C’est au représentant de cette Association qu’il appartenait de recommander au juge du Tribunal Pénal, devant lequel aurait lieu sa comparution dans les 24 heures, si Ratih pouvait bénéficier ou non d’une mesure de liberté sous caution.

Hélas, son avis fut négatif, au motif que le crime présumé était de classe A, la plus grave, et qu’il existait un risque qu’elle tente de se soustraire à la justice de l’État de New York. C’était ridicule étant donné qu’on lui avait confisqué ses papiers !

Mais c’est ainsi qu’elle se retrouva dans une cellule de détention de la chambre criminelle de Manhattan, attendant de passer devant le juge.

Les cellules ressemblaient en tous points à celles de garde à vue, mais cette fois la sienne était fermée par une grille à barreaux ronds, dans laquelle était ménagée une petite porte.

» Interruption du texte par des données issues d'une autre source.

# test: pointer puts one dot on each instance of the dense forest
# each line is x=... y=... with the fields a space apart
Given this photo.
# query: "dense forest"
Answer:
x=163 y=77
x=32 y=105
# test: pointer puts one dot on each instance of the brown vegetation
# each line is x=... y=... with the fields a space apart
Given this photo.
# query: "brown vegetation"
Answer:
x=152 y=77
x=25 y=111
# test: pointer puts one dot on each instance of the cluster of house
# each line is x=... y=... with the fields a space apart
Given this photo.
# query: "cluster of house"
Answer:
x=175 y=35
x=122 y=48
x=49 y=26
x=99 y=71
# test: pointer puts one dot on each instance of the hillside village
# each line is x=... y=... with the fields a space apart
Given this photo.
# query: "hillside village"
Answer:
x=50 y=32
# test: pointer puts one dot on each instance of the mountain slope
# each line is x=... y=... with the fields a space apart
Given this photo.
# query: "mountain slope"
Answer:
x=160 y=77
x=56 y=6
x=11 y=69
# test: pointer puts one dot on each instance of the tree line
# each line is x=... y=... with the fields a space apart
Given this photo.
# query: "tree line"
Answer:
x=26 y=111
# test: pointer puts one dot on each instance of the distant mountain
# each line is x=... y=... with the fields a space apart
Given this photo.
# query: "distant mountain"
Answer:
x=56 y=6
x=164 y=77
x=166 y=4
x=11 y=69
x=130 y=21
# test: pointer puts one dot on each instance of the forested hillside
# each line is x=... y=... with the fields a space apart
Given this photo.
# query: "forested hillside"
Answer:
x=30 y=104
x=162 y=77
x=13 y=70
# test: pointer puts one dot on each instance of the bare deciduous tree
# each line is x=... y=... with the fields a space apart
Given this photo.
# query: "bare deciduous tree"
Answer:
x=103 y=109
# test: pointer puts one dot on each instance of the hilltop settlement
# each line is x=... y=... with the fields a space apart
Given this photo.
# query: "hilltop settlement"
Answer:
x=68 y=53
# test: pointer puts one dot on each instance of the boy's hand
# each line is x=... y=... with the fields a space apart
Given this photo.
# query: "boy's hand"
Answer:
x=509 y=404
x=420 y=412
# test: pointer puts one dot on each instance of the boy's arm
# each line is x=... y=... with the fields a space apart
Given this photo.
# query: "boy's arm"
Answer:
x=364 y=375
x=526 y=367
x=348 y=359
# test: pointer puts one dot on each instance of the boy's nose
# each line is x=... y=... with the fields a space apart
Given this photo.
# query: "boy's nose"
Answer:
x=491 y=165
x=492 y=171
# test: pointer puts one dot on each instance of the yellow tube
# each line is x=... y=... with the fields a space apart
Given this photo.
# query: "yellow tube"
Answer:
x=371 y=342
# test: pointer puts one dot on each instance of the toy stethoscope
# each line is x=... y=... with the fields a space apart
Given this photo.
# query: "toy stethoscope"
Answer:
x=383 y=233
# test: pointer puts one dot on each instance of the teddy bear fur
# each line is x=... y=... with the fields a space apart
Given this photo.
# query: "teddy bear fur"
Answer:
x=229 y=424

Le juge Parker, un Afro-Américain d’une cinquantaine d’années, cheveux blancs et petite moustache grisonnante, vous regardait par-dessus des lunettes aux verres en demi-lune, d’un air renfrogné et sévère. Il faisait penser un peu à un bouledogue.

C’est lui qui devait la mettre en accusation ou non, après avoir entendu, à huis clos, les représentants de la police qui avaient procédé à son arrestation, déterminé si celle-ci s’était passée dans les règles et entendu l’avocat qu’elle s’était choisi ou qui avait été désigné pour l’assister.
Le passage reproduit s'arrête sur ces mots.